While enforcement is feeble, the tough rules the EU once proposed have been nobbled by the manufacturers. The new strategy the commission published in September consists of asking them sweetly to stop killing our frail citizens, rather than imposing a legal obligation to keep reducing the quantity of fine soot particles their vehicles produce. It grants governments like ours - which have done as little as they can get away with - five years in which to sit on their backsides and make excuses.

But even with all this mollycoddling, we still can't meet the rules. This year the UK has somehow contrived to break the pathetic standards (a maximum of 35 days on which pollution can exceed the legal limit) that the EU currently imposes. The problem appears to be that the growth in traffic has caught up with the improvement in the performance of engines. The government has been arguing that to do something about this would not be "cost effective". But as the National Society for Clean Air points out, if it had acted when it had to, the rules would have cost far less. The idea that laws can be broken when it makes financial sense has interesting implications for the criminal justice system.

As a cyclist, these failures drive me berserk. I refuse to own a car, partly because I believe it is wrong to fill other people's lungs with carcinogens. And so, while the drivers breathe their filtered air, I have to sit behind their tailpipes, drawing their excretions - for I am exerting myself - deep into my chest.
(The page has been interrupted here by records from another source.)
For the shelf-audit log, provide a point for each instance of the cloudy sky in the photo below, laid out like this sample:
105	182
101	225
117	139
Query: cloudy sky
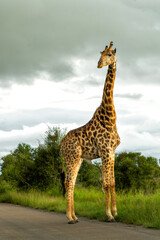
49	51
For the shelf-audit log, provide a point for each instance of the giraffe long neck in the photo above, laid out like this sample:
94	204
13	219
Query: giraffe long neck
107	99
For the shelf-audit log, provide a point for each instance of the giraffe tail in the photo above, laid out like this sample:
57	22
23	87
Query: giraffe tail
62	175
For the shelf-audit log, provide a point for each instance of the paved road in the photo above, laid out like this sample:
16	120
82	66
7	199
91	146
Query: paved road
22	223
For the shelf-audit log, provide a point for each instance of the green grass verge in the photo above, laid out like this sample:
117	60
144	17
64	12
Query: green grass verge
139	209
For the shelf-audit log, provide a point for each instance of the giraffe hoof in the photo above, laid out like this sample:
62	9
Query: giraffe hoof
111	220
71	222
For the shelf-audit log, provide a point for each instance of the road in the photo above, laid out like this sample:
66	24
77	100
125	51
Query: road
20	223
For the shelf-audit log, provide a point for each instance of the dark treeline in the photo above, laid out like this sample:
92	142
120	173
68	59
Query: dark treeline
40	168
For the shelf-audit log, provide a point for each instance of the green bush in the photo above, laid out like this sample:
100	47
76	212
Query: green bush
5	187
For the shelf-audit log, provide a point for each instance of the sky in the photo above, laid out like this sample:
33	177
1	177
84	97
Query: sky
49	76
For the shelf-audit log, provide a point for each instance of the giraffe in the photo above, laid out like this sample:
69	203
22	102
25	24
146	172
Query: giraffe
96	139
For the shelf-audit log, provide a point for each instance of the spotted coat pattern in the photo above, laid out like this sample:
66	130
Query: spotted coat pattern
96	139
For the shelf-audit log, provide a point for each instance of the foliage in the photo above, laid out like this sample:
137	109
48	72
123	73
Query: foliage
90	174
40	168
134	171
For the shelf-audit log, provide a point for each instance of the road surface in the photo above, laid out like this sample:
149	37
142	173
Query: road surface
20	223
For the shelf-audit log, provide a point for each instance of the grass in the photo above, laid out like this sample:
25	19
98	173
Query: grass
139	208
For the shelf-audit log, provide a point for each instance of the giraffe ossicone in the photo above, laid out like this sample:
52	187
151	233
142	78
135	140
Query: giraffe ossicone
96	139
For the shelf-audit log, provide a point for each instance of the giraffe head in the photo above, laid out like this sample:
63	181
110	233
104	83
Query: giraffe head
108	56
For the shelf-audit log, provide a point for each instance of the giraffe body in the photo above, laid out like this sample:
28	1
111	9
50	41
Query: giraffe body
96	139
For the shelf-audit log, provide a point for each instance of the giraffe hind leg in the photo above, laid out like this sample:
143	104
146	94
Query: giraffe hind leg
71	175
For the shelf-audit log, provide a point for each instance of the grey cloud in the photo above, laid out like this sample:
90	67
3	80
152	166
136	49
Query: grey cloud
17	120
135	96
44	36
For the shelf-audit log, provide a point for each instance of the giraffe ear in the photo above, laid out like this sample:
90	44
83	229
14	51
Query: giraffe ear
114	51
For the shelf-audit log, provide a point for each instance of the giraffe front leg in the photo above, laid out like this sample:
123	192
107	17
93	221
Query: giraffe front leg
69	193
106	171
79	162
112	183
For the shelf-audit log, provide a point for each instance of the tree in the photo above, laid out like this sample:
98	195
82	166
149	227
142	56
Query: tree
134	171
17	167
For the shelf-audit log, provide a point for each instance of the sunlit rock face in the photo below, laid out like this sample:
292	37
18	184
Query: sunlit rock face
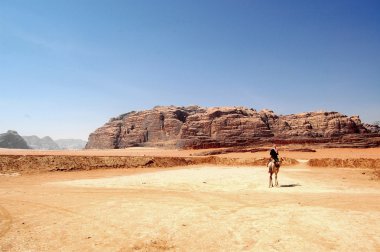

The Routemasters being dragged - to incomprehensible public dismay - off the streets of London do not die. Their tops are cut off, then their headless wights are sent to my home city - Oxford - with the sole and certain purpose of making our lives hell. Carrying two or three half-frozen tourists at a time, they trundle round and round the centre on endless guided tours. To judge by the smoke that comes out of their rear ends they seem to run on burning tyres rather than diesel, but the council's environmental health department, engaged in lively competition with the planning department to establish the outer limits of uselessness, refuses to return my calls, so I have no idea why they are still allowed to operate.

At least the bar staff can, though perhaps at the cost of unemployment, withdraw their labour from the cancer market, but what choice do I have, or does anyone have, short of living in an oxygen tent? Why, in this age of particulate filters and hypercars, do I have to fill my lungs with every known species of airborne fug whenever I go to buy a pint of milk? Is it so hard for a government, which seems determined to offend the entire voting public with its assaults on schools and hospitals, to stand up to a handful of motor manufacturers who no longer even operate here? Or must we believe that public health in the UK takes second place to the profits of foreign corporations?